In October 2014, Srivastava published a study showing that his approach to cancer vaccines is effective in reducing tumor growth and in preventing cancer progression in mouse models. Based primarily on that work, the FDA approved testing of the experimental therapy in a human clinical trial.

Dr. Angela Kueck, assistant professor of gynecological oncology, and Dr. Jeffrey Wasser, assistant professor of medicine at the Carole and Ray Neag Comprehensive Cancer Center, are the principal and co-investigators of this study.

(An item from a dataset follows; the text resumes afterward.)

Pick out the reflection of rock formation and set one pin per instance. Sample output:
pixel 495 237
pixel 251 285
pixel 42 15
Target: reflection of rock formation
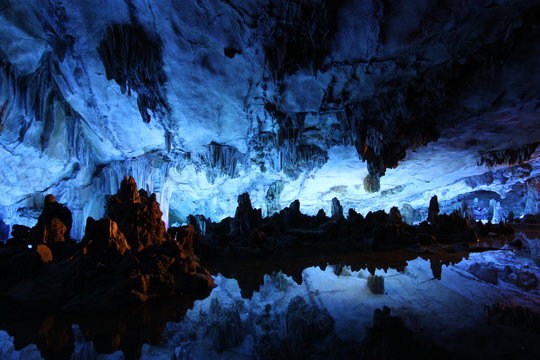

“We have received over a hundred messages from women in Connecticut and from around the world, in the hope of participating in our study,” says Srivastava.

He adds, “The most meaningful part of my life, at this time, is to serve. I hope that our results a few years from now will show that our unique ovarian cancer vaccine can prevent recurrence of the disease and even extend survival.”

If the clinical trials are successful against ovarian cancer, Srivastava plans to expand testing of his vaccine to bladder cancer and other solid-tumor cancers.

“This first-ever genomics-driven personalized vaccine has the potential to dramatically change how we treat cancer,” says Srivastava.